China’s surprise decision to devalue the Renminbi caught global markets off guard this week. However, now that Wall Street has had time to digest the move, several analyst have weighed in on ways to trade China’s decision.
Here’s what Deutsche Bank has to say.
Airlines
Analyst Vincent Ha believes that the 13-17 percent drop in Chinese airline stocks following the move is overdone and that the core of their businesses remains strong. “We think that any excessive weakness in share price could be a good opportunity to buy,” he writes.

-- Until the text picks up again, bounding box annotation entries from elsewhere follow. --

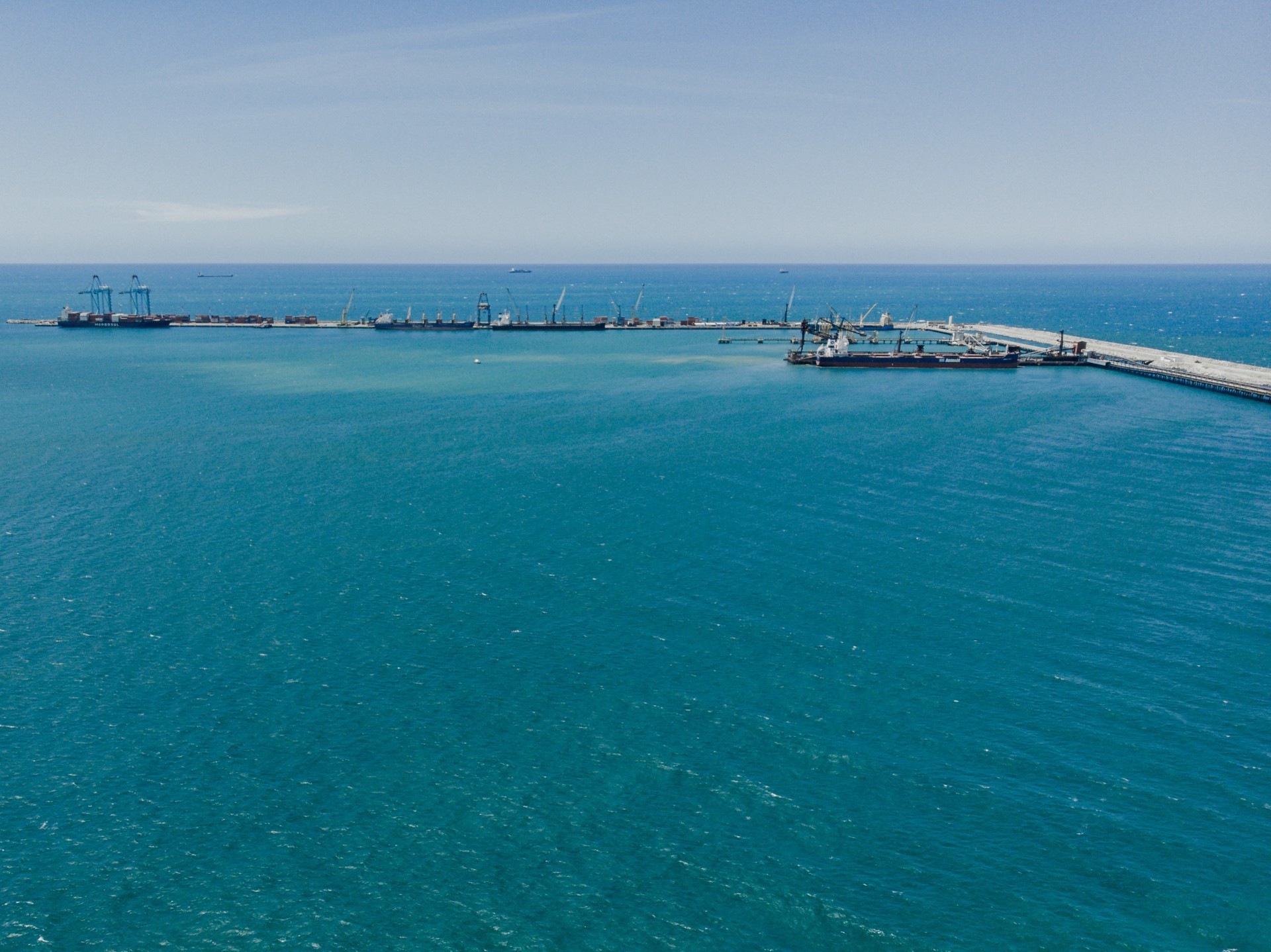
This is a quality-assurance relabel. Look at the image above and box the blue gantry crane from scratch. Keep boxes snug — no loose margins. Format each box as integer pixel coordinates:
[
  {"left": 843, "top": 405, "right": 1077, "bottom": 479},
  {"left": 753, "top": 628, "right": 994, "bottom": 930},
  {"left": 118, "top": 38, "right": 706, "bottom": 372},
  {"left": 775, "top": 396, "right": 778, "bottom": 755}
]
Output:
[
  {"left": 119, "top": 275, "right": 150, "bottom": 315},
  {"left": 80, "top": 275, "right": 112, "bottom": 314}
]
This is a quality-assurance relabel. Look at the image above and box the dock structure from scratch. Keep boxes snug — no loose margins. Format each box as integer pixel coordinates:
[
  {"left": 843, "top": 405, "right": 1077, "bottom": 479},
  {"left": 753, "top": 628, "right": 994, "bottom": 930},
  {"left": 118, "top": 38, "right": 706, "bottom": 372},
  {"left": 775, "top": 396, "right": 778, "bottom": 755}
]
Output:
[{"left": 924, "top": 322, "right": 1271, "bottom": 403}]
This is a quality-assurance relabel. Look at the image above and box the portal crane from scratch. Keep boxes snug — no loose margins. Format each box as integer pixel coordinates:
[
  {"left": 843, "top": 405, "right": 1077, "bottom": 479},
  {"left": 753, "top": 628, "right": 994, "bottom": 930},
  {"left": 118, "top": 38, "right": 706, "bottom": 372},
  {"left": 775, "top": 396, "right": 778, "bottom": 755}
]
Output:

Deutsche Bank recommends Chinese-traded Air China, China Eastern Airlines, and China Southern Airlines.
Commodities
Analyst Grant Sporre discusses why the devaluation will make metals more expensive to import to China. “The immediate impact will be that the arbitrage between domestic and imported supply closes up, discouraging imports in favor of domestic supply in commodities such as coking coal and zinc,” Sporre explains.
Deutsche Bank maintains Buy ratings on Rio Tinto Plc RIO, BHP Billiton Plc BBL and Vale SA VALE.
Utility/Alternative Energy
Analyst Michael Tong sees limited impact on the majority of Chinese domestic energy and utility names. “The HK/China utility/renewable/environmental space has relatively limited overseas operations and their revenues and costs are largely RMB-based, thus the currency risks from RMB depreciation are mainly for companies with high USD&HKD debt exposure,” Tong explains.
Tong mentions equipment makers CIMC Enric and gas company Towngas China as the companies with the largest export mix in their respective sectors.
Deutsche Bank has Buy ratings on Chinese-listed Beijing Enterprises and China High Speed Trans.